RE: Fastest way to count exact number of rows in a very large table

From: Mark W. Farnham <mwf_at_rsiz.com>
Date: Mon, 5 Oct 2020 18:48:13 -0400
Message-ID: <058b01d69b69$9bcec8e0$d36c5aa0$_at_rsiz.com>



Doing his approximate math, 12x20 is 240. My guess would be that exceeds his optimal parallelism.  

I would have him guess his maximum parallelism, generate that number of scripts each containing a list of select count(*) from tab.part_name;  

Run those n scripts concurrently, perhaps inserting the partition subtotals somewhere so you don’t have to add them up. Serially you avoid pairs of producers and consumers, so you should be able to run at higher logical parallelism. IF these partitions are stored in different tablespaces on different devices, organizing the threads to pound on the devices a balanced number at a time may be useful if the speed of spinning rust is actually your limiting factor.  

Or, if you are on a sufficient version, generate the concurrent union all count of all the partition and tune your parallelism. Probably each piece serial still wins.
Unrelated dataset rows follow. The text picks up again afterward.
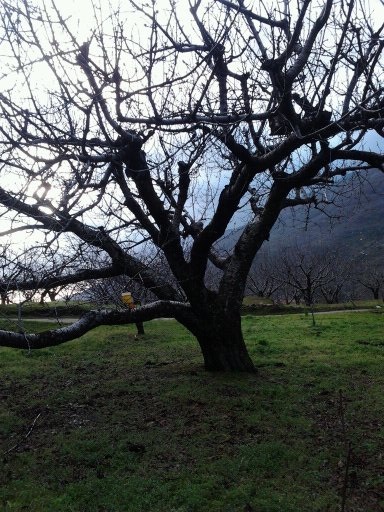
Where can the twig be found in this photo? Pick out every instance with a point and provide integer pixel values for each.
(25, 437)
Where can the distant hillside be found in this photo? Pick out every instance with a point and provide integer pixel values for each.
(356, 226)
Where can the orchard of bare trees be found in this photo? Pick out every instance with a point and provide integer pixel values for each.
(149, 129)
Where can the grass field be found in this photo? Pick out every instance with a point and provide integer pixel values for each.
(110, 423)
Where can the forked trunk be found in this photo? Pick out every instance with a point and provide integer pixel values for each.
(222, 344)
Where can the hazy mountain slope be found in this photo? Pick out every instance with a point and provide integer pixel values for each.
(356, 227)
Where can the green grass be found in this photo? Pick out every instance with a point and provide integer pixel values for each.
(110, 423)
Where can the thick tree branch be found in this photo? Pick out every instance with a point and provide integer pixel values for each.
(91, 320)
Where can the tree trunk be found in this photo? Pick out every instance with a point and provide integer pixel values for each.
(222, 344)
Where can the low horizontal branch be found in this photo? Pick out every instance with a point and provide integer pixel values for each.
(91, 320)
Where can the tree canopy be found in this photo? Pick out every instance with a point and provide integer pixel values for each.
(149, 135)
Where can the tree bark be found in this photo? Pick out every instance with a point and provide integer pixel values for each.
(222, 344)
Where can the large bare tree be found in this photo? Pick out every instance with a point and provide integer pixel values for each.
(166, 124)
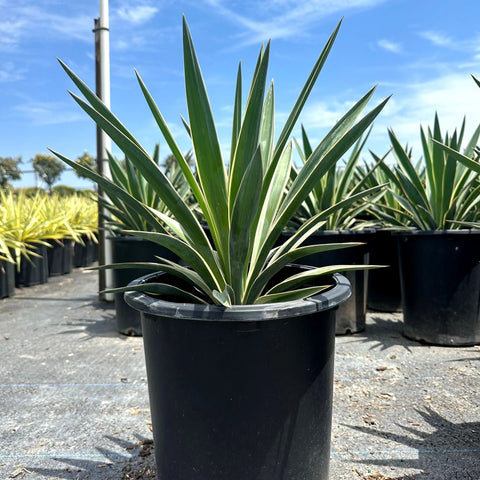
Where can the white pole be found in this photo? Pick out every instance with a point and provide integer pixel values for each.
(104, 143)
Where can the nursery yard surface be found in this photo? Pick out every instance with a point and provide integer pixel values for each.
(74, 400)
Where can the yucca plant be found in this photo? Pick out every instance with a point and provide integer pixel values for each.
(437, 194)
(469, 161)
(340, 183)
(247, 205)
(126, 176)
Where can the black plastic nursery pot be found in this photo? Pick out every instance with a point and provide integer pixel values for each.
(243, 393)
(33, 271)
(7, 279)
(384, 290)
(440, 278)
(60, 257)
(85, 253)
(132, 249)
(351, 315)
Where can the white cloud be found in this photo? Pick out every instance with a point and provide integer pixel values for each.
(137, 14)
(390, 46)
(452, 96)
(48, 113)
(437, 38)
(10, 73)
(31, 21)
(288, 18)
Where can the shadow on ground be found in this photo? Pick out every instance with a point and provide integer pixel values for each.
(439, 447)
(384, 333)
(137, 463)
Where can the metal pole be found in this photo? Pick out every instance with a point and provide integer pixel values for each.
(104, 144)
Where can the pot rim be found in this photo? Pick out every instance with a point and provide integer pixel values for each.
(329, 299)
(463, 231)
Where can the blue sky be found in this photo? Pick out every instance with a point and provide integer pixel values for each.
(420, 51)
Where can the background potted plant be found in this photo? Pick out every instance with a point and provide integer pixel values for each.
(346, 224)
(238, 343)
(439, 260)
(383, 290)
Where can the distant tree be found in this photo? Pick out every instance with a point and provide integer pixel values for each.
(86, 160)
(64, 190)
(9, 170)
(48, 168)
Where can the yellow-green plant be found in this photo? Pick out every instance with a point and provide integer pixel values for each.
(32, 221)
(82, 215)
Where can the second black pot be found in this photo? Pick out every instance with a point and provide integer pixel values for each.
(33, 271)
(7, 279)
(440, 275)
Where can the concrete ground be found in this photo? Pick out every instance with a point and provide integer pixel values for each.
(74, 401)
I think the example in the documentation is correct, but I can’t really remember.  

The point is to do the counting in logical parallel by partition so Oracle will stream down the individual partitions for sure without any chance of a weird hash merge assembling your row sources.  

I believe this is what the fellow showing the pseudo code for the pipelined function intended, but the point about consuming and holding down sessions is valid. If you generate the tab.partname queries statically for either separate queries or concurrent union all (which has the advantage of computing the overall answer for you) it should work pretty darn fast.  

What parallel was actually used for the 42 minute version? (Is that 42 real or from the book?)  

From: oracle-l-bounce_at_freelists.org [mailto:oracle-l-bounce_at_freelists.org] On Behalf Of Andy Sayer Sent: Monday, October 05, 2020 5:33 PM
To: Reen, Elizabeth
Cc: Ashoke Mandal; ahmed.fikri_at_t-online.de; gogala.mladen_at_gmail.com; list, oracle Subject: Re: Fastest way to count exact number of rows in a very large table  

There’s no point doing it at all :)

If the XTTS succeeds and you don’t end up with a physically corrupt file, all the rows that were in the table before you made the tablespace read only will still be there.  

BTW I have strong doubts that just sticking a query inside a pipelined function will make it any faster. Assuming you aren’t writing to the table at the same time (which would be a silly thing to do if the goal is to get the same count as on a different system). /*+parallel*/ is valid syntax for running a query in parallel. I'd guess that this specific code would be much slower as it opens a parallel cursors to get the partition names from some table and needs that cursor open before it can query the actual table - you'll be wasting parallel threads doing nothing.  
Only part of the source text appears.